This article originally appeared in the Line.
By Andrew Kirsch, October 29, 2024
When Justin Trudeau took the stand at the Hogue inquiry on Oct. 16, the prime minister alleged that a number of Conservative parliamentarians or candidates were “engaged in or at a high risk of foreign interference.”
It was plainly a political manoeuvre of self-preservation and deflection away from some of the much more concrete reports out of the inquiry — revelations which indicate clear, inexcusable failings on the part of his own government.
One such revelation is that a Canadian Security Intelligence Service warrant application sat on — or at least near — the Liberal minister of public safety’s desk for 54 days before it was signed. Although it usually takes less than 10 days, it appears his chief of staff did not pass it on promptly, for reasons that have yet to be made clear. Reporting has suggested that the warrant targeted Michael Chan, a GTA politician with long ties to the Liberal party; Chan denies this, and has sued to clear his name.
Making the delay even stranger, then-Public Safety Minister Bill Blair signed two other warrants while this one languished. Nobody in the government can explain the delay — or even seems particularly bothered by it.
That’s a big problem for Canada’s national security, especially in the wake of recent revelations about China, Russia and India.
Warrants only come into play when a subject of an investigation becomes a serious concern. The threshold is high. A warrant gives CSIS the authority to use intrusive investigative techniques. Those include access to otherwise privileged information, for instance, the intercept of private communications.
To justify this intrusion, CSIS must demonstrate to a court why it believes the individual is a threat and how access to this information will further the investigation. Once submitted, a judge then weighs the level of the threat and the rights of the individual against the interests of national security.
Producing a warrant is painstaking and meticulous. Given the significant powers and scrutiny from the courts, warrants take time to write and review. Invoking warrant powers once granted is similarly complex, demanding operational plans that weigh the benefit of the information against the risk of getting caught procuring it.
These operations often have limited windows of opportunity and require lots of resources and months of planning.
The minister of public safety plays a key role in accepting or rejecting the warrant application for transmission to the courts. It is typically a straightforward process. In the case of Blair, he testified at the Foreign Interference Commission under Justice Marie-Josée Hogue that he signed the warrant hours after receiving it from his chief of staff. As a former chief of Toronto’s police service, he was likely familiar with the warrant process.
The warrant was hardly out of the blue. Chan, a former Ontario Liberal MPP, had been the subject of CSIS briefs since as early as 2010. Further, CSIS had warned the government of foreign interference before the 2019 election. The National Security and Intelligence Committee of Parliamentarians had provided a report in 2019 on foreign interference in Canada, with a special eye on election meddling.
This familiarity with the investigation is ultimately why the delay is a concern.
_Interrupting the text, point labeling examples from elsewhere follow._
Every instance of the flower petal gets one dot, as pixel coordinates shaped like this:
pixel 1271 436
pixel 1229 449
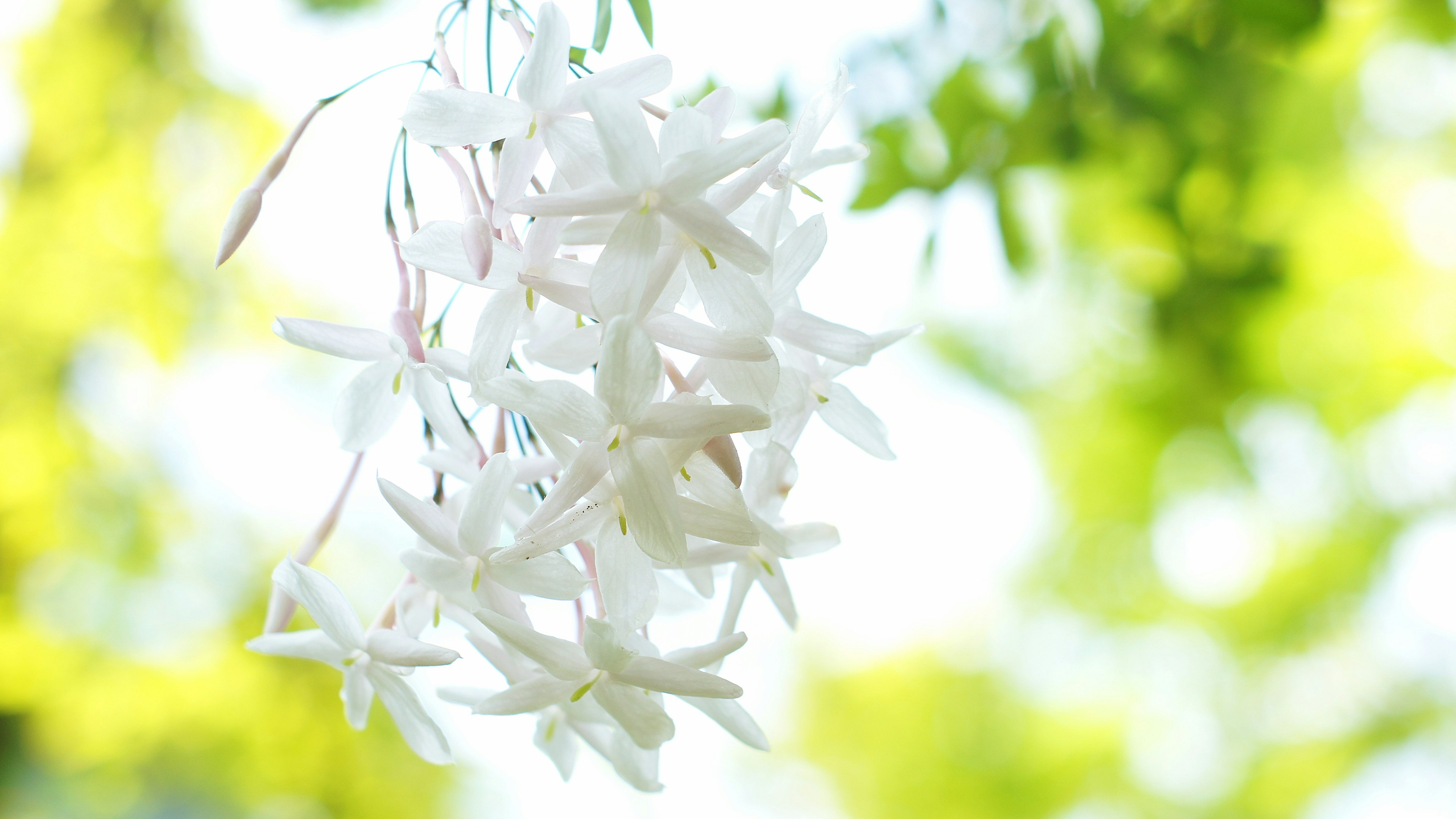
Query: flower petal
pixel 424 518
pixel 325 602
pixel 851 419
pixel 628 372
pixel 369 406
pixel 344 342
pixel 648 496
pixel 643 717
pixel 561 659
pixel 421 734
pixel 557 404
pixel 389 646
pixel 458 117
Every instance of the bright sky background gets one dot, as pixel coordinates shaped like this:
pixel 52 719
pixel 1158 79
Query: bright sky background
pixel 929 541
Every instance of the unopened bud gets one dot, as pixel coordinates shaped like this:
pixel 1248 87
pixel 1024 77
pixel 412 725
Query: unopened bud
pixel 478 247
pixel 239 222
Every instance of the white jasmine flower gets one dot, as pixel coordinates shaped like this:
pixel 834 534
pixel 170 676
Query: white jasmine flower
pixel 372 661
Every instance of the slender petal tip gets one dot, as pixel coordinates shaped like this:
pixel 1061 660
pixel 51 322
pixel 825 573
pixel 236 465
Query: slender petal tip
pixel 239 222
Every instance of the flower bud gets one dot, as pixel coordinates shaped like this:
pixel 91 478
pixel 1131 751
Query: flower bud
pixel 478 247
pixel 239 222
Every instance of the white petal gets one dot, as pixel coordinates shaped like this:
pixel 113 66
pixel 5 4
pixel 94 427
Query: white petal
pixel 577 522
pixel 542 76
pixel 682 333
pixel 629 369
pixel 557 741
pixel 627 143
pixel 439 247
pixel 648 496
pixel 851 419
pixel 389 646
pixel 357 343
pixel 712 229
pixel 745 382
pixel 528 696
pixel 308 645
pixel 730 298
pixel 644 720
pixel 627 577
pixel 586 470
pixel 458 117
pixel 669 420
pixel 702 656
pixel 624 269
pixel 733 717
pixel 561 659
pixel 714 524
pixel 359 696
pixel 689 174
pixel 481 518
pixel 325 602
pixel 549 576
pixel 494 336
pixel 421 734
pixel 369 406
pixel 823 337
pixel 635 79
pixel 557 404
pixel 794 259
pixel 520 157
pixel 672 678
pixel 424 518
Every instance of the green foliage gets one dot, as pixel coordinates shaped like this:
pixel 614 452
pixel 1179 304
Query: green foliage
pixel 1224 216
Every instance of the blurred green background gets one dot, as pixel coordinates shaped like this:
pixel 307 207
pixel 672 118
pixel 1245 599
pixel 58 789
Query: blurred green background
pixel 1229 318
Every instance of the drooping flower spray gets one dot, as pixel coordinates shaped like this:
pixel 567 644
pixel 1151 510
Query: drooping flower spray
pixel 705 372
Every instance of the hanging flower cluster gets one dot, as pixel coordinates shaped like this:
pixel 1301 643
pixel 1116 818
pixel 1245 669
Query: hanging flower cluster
pixel 606 489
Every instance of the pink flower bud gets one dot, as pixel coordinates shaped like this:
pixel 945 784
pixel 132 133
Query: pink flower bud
pixel 239 222
pixel 478 247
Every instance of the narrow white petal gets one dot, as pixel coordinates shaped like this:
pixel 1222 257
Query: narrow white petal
pixel 458 117
pixel 621 276
pixel 672 678
pixel 549 576
pixel 555 404
pixel 421 734
pixel 627 143
pixel 644 720
pixel 635 79
pixel 308 645
pixel 646 483
pixel 325 602
pixel 424 518
pixel 629 369
pixel 369 406
pixel 733 717
pixel 542 76
pixel 712 229
pixel 669 420
pixel 823 337
pixel 851 419
pixel 357 343
pixel 707 655
pixel 561 658
pixel 627 577
pixel 682 333
pixel 481 518
pixel 389 646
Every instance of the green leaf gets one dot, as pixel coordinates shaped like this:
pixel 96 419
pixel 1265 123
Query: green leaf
pixel 599 40
pixel 643 11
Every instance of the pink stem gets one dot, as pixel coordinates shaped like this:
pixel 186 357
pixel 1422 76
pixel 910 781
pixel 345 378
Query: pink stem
pixel 280 605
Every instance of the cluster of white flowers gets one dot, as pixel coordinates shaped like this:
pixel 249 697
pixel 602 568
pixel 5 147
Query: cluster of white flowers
pixel 610 487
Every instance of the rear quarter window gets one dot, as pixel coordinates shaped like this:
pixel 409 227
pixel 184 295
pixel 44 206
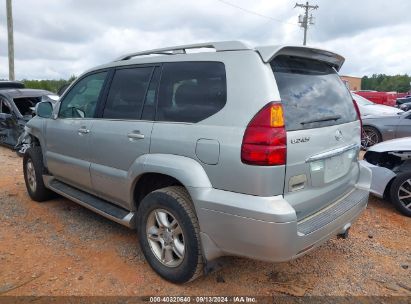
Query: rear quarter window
pixel 312 93
pixel 191 91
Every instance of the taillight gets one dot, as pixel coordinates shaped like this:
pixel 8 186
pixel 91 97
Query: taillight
pixel 357 109
pixel 265 140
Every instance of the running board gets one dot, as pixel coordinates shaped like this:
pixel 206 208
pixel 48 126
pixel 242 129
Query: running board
pixel 92 202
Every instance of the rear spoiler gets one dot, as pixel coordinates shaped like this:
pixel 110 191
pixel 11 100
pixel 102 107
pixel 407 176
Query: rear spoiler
pixel 268 53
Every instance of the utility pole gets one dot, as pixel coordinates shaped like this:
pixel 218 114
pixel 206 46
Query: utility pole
pixel 10 39
pixel 304 20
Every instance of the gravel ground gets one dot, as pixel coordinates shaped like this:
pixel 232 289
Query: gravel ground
pixel 59 248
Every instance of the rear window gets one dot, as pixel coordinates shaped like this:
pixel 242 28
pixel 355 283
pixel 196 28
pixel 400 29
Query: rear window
pixel 191 91
pixel 312 93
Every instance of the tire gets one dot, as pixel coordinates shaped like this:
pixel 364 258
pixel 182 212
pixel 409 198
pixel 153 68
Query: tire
pixel 400 188
pixel 33 169
pixel 174 253
pixel 371 136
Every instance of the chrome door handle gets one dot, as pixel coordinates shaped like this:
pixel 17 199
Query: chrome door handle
pixel 83 131
pixel 135 135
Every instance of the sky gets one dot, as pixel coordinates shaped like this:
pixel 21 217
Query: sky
pixel 57 39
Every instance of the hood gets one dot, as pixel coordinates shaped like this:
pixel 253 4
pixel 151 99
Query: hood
pixel 399 144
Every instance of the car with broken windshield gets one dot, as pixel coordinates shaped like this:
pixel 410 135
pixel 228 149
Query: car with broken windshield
pixel 238 151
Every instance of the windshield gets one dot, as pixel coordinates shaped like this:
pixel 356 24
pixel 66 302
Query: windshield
pixel 361 100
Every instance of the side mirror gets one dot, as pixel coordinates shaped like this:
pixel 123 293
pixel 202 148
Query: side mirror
pixel 4 116
pixel 44 109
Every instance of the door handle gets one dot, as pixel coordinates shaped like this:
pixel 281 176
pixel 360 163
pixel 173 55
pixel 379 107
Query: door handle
pixel 83 130
pixel 135 135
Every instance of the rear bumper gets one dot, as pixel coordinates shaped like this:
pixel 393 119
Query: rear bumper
pixel 266 228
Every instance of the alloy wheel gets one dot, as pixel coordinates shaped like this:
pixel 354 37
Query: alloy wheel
pixel 165 237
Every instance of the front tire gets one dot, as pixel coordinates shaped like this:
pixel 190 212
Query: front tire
pixel 400 193
pixel 169 236
pixel 33 169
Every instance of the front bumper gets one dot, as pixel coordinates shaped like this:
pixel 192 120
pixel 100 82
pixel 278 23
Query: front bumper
pixel 266 228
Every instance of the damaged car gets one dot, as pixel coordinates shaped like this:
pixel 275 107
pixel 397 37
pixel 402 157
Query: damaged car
pixel 16 109
pixel 390 163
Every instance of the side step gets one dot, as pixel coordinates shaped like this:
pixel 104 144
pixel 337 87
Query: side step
pixel 98 205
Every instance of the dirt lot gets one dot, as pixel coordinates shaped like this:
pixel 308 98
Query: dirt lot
pixel 60 248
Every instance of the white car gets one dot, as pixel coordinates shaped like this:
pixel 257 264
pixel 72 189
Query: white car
pixel 369 108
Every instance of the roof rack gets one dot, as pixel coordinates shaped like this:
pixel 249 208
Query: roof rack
pixel 218 46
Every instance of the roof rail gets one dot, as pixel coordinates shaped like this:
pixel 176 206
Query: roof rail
pixel 219 46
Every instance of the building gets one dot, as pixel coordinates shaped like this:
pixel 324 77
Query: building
pixel 352 83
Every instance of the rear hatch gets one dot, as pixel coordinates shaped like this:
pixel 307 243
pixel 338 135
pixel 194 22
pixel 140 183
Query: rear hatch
pixel 323 133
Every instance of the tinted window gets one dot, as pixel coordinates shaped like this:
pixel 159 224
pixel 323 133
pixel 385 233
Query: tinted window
pixel 312 93
pixel 191 91
pixel 127 92
pixel 81 100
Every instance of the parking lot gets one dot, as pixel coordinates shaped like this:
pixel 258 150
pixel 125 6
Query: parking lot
pixel 60 248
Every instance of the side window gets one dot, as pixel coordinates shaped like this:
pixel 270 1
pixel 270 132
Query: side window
pixel 191 91
pixel 127 92
pixel 82 99
pixel 149 109
pixel 4 107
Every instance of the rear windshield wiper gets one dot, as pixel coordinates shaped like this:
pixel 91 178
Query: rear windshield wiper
pixel 326 118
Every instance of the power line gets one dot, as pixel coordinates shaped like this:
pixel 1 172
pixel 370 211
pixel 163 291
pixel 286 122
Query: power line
pixel 305 20
pixel 253 12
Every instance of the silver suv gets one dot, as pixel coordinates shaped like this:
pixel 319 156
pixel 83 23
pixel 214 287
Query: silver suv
pixel 241 151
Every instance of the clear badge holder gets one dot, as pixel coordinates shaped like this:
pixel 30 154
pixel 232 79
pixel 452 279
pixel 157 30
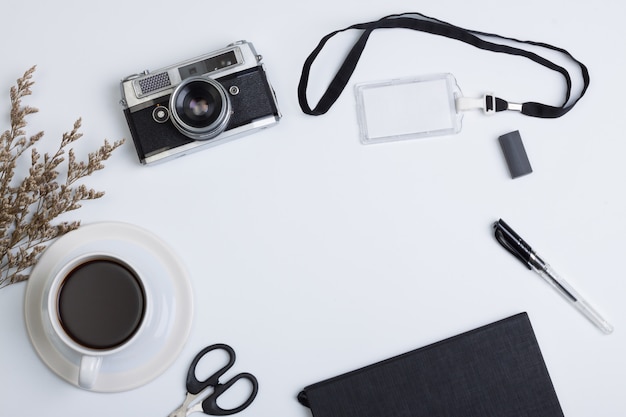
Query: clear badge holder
pixel 408 108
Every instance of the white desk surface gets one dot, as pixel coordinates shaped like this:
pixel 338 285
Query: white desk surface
pixel 312 254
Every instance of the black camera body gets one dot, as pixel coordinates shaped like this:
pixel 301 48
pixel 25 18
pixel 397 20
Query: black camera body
pixel 198 103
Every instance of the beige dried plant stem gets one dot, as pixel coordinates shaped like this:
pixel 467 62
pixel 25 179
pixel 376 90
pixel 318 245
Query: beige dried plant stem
pixel 30 205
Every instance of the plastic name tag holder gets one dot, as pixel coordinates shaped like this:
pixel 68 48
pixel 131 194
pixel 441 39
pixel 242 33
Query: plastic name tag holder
pixel 431 105
pixel 408 108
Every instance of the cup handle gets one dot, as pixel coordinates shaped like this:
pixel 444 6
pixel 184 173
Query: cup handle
pixel 88 372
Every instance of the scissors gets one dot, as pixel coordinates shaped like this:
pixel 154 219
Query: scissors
pixel 197 389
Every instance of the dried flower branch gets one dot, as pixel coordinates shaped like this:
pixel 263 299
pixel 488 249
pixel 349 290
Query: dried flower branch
pixel 29 206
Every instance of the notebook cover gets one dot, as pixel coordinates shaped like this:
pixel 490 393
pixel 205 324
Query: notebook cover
pixel 493 371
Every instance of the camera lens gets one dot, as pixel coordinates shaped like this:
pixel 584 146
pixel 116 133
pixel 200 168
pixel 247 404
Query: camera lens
pixel 200 108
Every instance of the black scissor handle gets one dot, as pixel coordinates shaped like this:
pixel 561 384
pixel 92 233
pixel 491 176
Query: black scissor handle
pixel 209 405
pixel 194 386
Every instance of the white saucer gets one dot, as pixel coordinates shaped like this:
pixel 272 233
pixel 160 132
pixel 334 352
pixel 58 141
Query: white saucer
pixel 172 313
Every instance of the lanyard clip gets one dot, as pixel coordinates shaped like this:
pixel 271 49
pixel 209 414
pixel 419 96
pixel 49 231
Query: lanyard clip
pixel 488 103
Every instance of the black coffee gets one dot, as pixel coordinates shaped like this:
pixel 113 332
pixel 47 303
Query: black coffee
pixel 101 304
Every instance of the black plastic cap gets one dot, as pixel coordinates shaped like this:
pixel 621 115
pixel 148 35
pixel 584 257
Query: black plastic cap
pixel 515 154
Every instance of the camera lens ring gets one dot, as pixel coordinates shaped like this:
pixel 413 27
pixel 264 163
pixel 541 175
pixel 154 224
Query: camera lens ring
pixel 200 108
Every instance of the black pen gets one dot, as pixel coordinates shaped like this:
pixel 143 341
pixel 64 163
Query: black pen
pixel 512 242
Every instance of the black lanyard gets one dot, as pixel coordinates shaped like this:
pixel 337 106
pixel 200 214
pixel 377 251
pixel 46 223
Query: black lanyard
pixel 417 21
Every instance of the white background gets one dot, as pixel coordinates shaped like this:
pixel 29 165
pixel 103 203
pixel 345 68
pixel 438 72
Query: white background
pixel 312 254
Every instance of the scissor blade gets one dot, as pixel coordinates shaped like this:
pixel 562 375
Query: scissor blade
pixel 179 412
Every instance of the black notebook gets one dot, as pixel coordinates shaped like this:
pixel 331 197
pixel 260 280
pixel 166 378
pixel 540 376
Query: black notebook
pixel 493 371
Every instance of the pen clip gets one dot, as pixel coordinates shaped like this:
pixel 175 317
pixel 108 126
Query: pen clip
pixel 512 242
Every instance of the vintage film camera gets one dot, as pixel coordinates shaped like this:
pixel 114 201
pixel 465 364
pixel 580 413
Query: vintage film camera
pixel 197 103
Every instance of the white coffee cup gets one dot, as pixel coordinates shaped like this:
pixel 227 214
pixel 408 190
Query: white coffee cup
pixel 95 307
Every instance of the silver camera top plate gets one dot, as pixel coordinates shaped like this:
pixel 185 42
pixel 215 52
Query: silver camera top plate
pixel 138 90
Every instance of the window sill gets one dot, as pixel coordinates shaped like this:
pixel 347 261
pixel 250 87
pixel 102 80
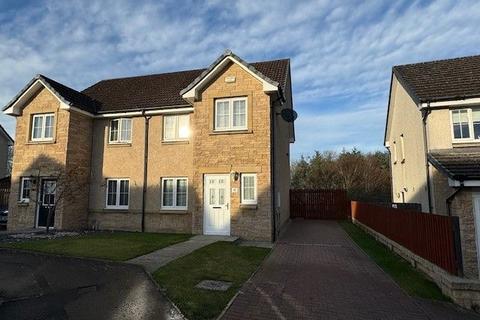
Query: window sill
pixel 465 143
pixel 249 206
pixel 30 142
pixel 167 142
pixel 214 133
pixel 119 144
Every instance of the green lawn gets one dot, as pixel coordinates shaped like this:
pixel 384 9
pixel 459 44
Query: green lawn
pixel 219 261
pixel 407 277
pixel 117 246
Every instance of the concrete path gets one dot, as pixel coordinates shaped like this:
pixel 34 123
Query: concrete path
pixel 37 286
pixel 159 258
pixel 316 272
The government had learned that foreign interference occurring in the 2019 election campaign had likely benefited the Liberal party in some instances, and the delay raises the alarming possibility that the office of the minister of public safety sat on a warrant which would have given CSIS the power to investigate a colleague they knew would be an active organizer and fundraiser for them in the upcoming 2021 election.
The issue speaks to something larger. Earlier testimony at the inquiry revealed that the Prime Minister’s Office had taken CSIS advice skeptically and sometimes not at all.
The mandate of CSIS is to collect, analyze and advise government on threats to the security of Canada. The government then determines its response. The minister has the right to accept or reject an application. That is an important piece of political accountability in the process between public servants and the courts.
But the stakes are high: delaying a warrant affects CSIS’s ability to carry out its critical function. Ignoring reporting is one thing. Inexplicably impeding an investigation is another, preventing Canada’s domestic security service from doing its job. Accountability demands justifiable decisions, yay or nay — not delays.
The Hogue commission was struck to investigate foreign interference in our democratic institutions and the government’s response. Leaks of CSIS reports in the news suggest the Liberal government was aware that it was a beneficiary of foreign interference and did not act appropriately to counter it.
The government’s defence of inaction on the broader threat of foreign interference thus far has been attributed to skepticism of the intelligence and in some cases incompetence or complacency — what is casually referred to as a “lack of security culture” in Ottawa.
Intentionally delaying a CSIS warrant would be an active intervention that cannot and should not be waved away — or distracted by political posturing.
The issue demands answers. The government owes Canadians no less.
Andrew Kirsch is a Senior Fellow at the Macdonald-Laurier Institute. He is a former CSIS intelligence officer.